Çocuklara saygı duyma, meslek etiğini bilme ve uygulama, öğrencinin problem çözme yeteneğini geliştirebilme, eleştirel düşünme yeteneğini geliştirebilme, öğrenci kişiliğini geliştirmeye katkıda bulunma, gelişmeye ve yeniliğe açıklık,

meslektaşlarıyla işbirliği yapabilme gibi etkinlikler belli başlı öğretmen yetkinlikleri olarak kabul edilmektedir.

Sınıf içinde öğretmen, emir veren ve emri yerine getirilen kişi olmayan, kolaycılıktan kaçınan, bütün çocukların sesiz olmasını ve aynı kapasiteye sahip olmayacağını bilen, güçlü olduğu düşüncesiyle sınıf içinde şiddet uygulamayan, bilgisini, uzmanlığını konuşturan, çocuğun güçsüzlüğünü vurgulamayan; kontrolü eline alan ancak bu kontrolle sınıfta terör estirmeyen kişi olmalı. Aynı zamanda bilgiyi dayatmayan, dinleyen, göstermelik olmayan, derse katılmayı özendiren, barışçıl, öğrencileriyle beraber okuyan, meraklı; cinsiyetçilikten ve her türlü önyargı, ayrımcılıktan arınmış; öğretirken öğrenen; öğrenmenin büyüsünü, cazibesini kavramış, hisseden ve hissettirebilen; en önemlisi, öğrenciye saygılı, onu hiçbir biçimde kıyaslamayan, incitip aşağılamayan öğretmenlere gereksinme vardır.

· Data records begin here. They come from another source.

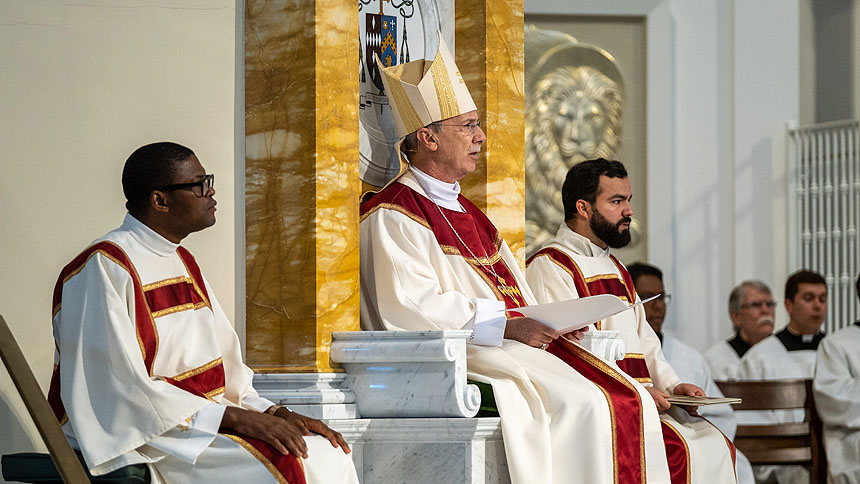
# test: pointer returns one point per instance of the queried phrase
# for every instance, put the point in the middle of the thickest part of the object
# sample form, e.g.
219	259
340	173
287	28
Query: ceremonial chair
782	443
63	464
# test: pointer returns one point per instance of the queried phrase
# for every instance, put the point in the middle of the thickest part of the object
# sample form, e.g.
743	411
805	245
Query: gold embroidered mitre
422	92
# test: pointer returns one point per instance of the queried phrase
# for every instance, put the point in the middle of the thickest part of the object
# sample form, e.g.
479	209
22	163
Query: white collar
579	243
148	237
444	194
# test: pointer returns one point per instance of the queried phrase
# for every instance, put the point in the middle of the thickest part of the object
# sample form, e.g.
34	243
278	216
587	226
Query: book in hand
573	314
701	401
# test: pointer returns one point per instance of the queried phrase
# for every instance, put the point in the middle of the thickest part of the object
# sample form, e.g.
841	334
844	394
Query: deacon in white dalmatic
577	263
431	260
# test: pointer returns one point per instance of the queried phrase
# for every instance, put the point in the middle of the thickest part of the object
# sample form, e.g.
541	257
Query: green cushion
39	468
488	400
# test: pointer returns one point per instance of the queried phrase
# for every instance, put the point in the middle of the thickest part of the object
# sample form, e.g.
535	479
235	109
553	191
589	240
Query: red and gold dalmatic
571	266
419	273
146	362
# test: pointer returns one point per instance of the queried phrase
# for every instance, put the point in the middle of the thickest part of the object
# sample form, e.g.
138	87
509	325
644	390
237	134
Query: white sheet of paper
573	314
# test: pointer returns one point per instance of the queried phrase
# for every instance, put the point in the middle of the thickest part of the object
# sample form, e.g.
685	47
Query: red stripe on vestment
285	468
147	335
173	296
625	409
477	232
202	383
677	453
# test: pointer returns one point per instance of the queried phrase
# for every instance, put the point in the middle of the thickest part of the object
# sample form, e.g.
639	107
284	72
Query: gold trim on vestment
165	282
448	106
199	369
411	121
194	283
260	457
686	447
396	208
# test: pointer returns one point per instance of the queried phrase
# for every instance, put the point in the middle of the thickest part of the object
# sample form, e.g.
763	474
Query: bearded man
578	263
575	115
431	260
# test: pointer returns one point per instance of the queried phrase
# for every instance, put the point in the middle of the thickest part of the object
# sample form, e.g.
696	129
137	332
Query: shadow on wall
17	431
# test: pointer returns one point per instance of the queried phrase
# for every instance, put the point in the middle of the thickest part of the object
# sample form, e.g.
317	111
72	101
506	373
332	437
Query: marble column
301	181
489	52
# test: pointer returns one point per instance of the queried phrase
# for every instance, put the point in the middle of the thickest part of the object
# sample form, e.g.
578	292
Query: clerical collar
148	237
441	193
579	243
740	346
797	342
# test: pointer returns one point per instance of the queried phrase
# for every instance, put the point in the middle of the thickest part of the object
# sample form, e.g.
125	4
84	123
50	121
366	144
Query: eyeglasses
470	126
205	184
664	298
758	305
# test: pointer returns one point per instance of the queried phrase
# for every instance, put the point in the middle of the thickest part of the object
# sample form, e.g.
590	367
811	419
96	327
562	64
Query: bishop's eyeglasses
205	184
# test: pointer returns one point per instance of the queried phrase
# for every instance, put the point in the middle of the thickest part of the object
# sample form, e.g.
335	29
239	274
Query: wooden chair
34	467
783	443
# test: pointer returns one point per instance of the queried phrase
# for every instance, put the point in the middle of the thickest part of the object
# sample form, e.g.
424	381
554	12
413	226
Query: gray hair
736	296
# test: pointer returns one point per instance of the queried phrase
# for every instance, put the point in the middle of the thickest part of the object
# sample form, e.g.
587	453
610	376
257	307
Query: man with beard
788	354
751	309
578	263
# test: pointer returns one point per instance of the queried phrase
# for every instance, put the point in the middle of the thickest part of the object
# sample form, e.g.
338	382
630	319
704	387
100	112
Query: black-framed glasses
665	298
472	126
205	184
758	305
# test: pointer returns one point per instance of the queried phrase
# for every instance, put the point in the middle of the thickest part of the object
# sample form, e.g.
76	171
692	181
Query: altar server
837	396
751	309
431	260
578	263
148	368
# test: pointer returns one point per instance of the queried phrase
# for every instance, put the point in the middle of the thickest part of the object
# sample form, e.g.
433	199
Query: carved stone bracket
407	373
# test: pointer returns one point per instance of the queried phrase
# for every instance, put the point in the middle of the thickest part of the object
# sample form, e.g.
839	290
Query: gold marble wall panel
301	186
489	52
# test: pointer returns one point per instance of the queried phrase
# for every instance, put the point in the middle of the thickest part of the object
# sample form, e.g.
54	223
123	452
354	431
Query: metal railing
824	208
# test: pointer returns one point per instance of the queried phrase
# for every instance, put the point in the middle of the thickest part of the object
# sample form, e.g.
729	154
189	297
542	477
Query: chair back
780	443
63	455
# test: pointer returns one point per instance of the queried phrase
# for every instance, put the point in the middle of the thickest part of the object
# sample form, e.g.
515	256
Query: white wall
81	87
723	78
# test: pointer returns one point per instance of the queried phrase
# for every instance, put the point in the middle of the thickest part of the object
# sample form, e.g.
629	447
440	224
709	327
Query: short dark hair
583	181
801	277
148	168
639	269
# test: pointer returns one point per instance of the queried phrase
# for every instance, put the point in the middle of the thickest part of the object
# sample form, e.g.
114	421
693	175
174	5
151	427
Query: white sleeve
488	324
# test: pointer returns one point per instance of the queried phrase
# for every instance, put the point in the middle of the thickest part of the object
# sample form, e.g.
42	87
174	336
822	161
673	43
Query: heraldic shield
381	39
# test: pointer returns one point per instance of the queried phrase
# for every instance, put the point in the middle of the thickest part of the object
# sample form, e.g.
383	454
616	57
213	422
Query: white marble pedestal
426	450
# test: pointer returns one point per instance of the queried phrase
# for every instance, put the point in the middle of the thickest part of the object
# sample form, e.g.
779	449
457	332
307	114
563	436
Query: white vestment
710	454
147	363
556	424
723	361
770	360
837	397
691	368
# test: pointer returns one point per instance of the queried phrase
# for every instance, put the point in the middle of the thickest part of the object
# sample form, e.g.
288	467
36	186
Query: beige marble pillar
489	52
301	180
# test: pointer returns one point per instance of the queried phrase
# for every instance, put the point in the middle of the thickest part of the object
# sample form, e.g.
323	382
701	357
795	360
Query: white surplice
118	411
723	361
837	396
710	455
556	424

Eleştirel düşünme becerilerinin öğretiminde öğretmenlerin sorumlulukları, öğrencileri cesaretlendirmek, onların fikirlerini ve girişimlerini küçümsememek, öğrencileri derse karşı hırslandırmak, öğrencilere hatalardan ders almalarını öğretmek, öğrencilere konu bilgisinin gerekliliğini kavratmak, öğrencilerin hayal güçlerini geliştirmek, yanlışlarının düzeltilebilineceğini ifade ederek hata yapmaktan korkmamalarını sağlamaktır. Öğrencilerde olumlu tutum gelişimini sağlamak, öğrencilere dürüstlük aşılamak, öğrencilerin yaratıcılıklarını geliştirmek, öğrencilerin planlamaya ve çözümlemeye önem vermelerini sağlamaktır (Yağcı, 2006: 51-52). Doğanay ve Kara (Demir, 2006)’ ya göre ise öğretmenler, öğrencilerin eleştirel düşünmeleri şu etkinliklerle geliştirilebilir:

 Çelişkili konular üzerinde tartışmalar açıp fikir mücadelesi yaptırmak,

 Öğrencilerin çelişkili görüşleri ele alan tarihi olay kahramanı rolünü oynamalarını sağlamak,

 Öğrencilerin farklı görüşleri ortaya koyan televizyon programlarını izleyip toplumsal konularla ilgili toplantılara katılmalarını sağlamak,

 Öğrencilerin güncel toplumsal sorunlar üzerindeki fikirlerini yayın organlarına anlatan mektuplar yazmalarını sağlamak,

 Yetişkin öğrencilerin gazete makaleleri ve diğer materyalleri inceleyerek ve gözle görülebilir eğilimleri bulmalarını sağlamak,

 Öğrencilerin kendilerinden farklı olan diğer gelenekleri yansıtan literatürü okumalarını ve tartışmalarını sağlamak (Demir, 2006: 66).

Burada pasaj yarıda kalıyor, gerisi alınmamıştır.